Fire intensity affects some components of vegetation recovery. For
example, fire intensity promotes bark beetles, which cause mortality of
south Florida slash pine, as detailed in an article in press by Menges
and Mark Deyrup. Jose Luis Hierro and Menges, however, found no
effects of experimentally increased fire temperatures on the recovery of
flatwoods vegetation at the Lake Placid Scrub Preserve.
Fire Management and Adjuncts to Fire. Many land managers would
like to manage Florida scrub with substitutions or adjuncts to fire,
such as mowing or logging. However, these treatments or pretreatments
may not produce ecologically similar responses to fire. Our lab (in
collaboration with Dawn Berry and the state agency managing
several sites on the Lake Wales Ridge, the Florida Fish and Wildlife
Conservation Comm.) is studying the effects of mowing (with a brown
tree-cutter) and prescribed fire on rare plant populations and
vegetation composition and structure in three central Florida scrub
sites. In a 1999 fire at one site, both calorimeters and pyrometers
recorded higher maximum temperatures in scrub plots than in mown plots.
A similar study involving logging and fire (in cooperation with Florida
Div. Forestry; see photo, page 6) has produced an unusually high
abundances of several graminoid and herb species in the logged area, but
our recent drought has limited the abundance of post-treatment seedlings
at all sites. We will continue to study community responses during the
coming years.
Gapology. We define gaps as openings among dominant shrubs (e.g.

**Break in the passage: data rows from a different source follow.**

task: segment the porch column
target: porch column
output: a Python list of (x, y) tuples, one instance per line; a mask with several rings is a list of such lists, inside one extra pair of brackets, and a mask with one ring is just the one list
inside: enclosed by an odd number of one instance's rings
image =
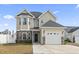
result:
[(41, 30), (41, 44), (43, 44), (43, 29)]
[(33, 34), (33, 31), (32, 31), (32, 44), (34, 42), (34, 34)]

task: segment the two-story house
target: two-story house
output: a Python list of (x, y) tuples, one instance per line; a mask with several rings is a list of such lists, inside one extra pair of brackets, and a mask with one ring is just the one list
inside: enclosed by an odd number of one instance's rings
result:
[(39, 44), (62, 44), (64, 26), (50, 12), (29, 12), (23, 9), (16, 15), (16, 40)]

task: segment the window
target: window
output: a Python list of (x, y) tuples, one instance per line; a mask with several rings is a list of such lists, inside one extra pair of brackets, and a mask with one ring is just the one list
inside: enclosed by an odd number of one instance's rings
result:
[(50, 33), (50, 35), (52, 35), (52, 33)]
[(56, 35), (56, 33), (54, 33), (54, 35)]
[(41, 23), (43, 23), (43, 21), (41, 20)]
[(21, 25), (21, 19), (19, 19), (19, 25)]
[(26, 25), (27, 24), (27, 18), (24, 18), (23, 19), (23, 25)]
[(62, 34), (64, 33), (64, 31), (62, 32)]
[(26, 40), (26, 34), (25, 33), (23, 34), (23, 40)]

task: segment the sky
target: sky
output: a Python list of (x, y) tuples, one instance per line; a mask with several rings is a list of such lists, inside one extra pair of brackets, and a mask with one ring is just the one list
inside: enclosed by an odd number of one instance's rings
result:
[(0, 4), (0, 31), (16, 31), (16, 14), (22, 9), (30, 11), (52, 11), (57, 22), (64, 26), (79, 26), (78, 4)]

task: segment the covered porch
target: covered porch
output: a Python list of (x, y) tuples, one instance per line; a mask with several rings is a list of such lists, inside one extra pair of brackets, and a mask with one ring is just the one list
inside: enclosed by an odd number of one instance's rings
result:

oaks, rosemary) that may have bare sand, lichens, herbs, or shrub stems
less than 50 cm tall (see photo, this page). Gaps are important
microhabitats for many Florida scrub plants. Not only are species such
as E. cuneifolium and H. cumulicola found mainly in gaps,
their demographic success is affected by distance from gap edge, the
species that forms the edge, and the size of the gap. While it is clear
that local distributions are affected by the distributions of gaps in
the landscape, it is also possible that narrow endemics and soil
specialists are particularly constrained by the larger-scale
distribution of gaps. To address this possibility, Maliakal, (Ph.D.
Candidate, Louisiana State Univ.), is comparing the importance of gap
size on the demography of two Florida scrub endemics primarily
restricted to gaps in rosemary scrub (Polygonella basiramia, Lechea
cernua) with the demography of two widespread, less specialized
congeners.
The persistence of gap specialists in the landscape may be a dynamic
result of the distribution of occupied and unoccupied gaps. Using both
gap and habitat patch scales, Owen Boyle (Ph.D. candidate, Univ.
Wisconsin) is developing a spatially explicit metapopulation model for P.
basiramia, including measuring subpopulation growth, extinction, and
colonization rates, genetic structure, spatial structure, patterns of
gene flow, dispersal, and habitat patch quality.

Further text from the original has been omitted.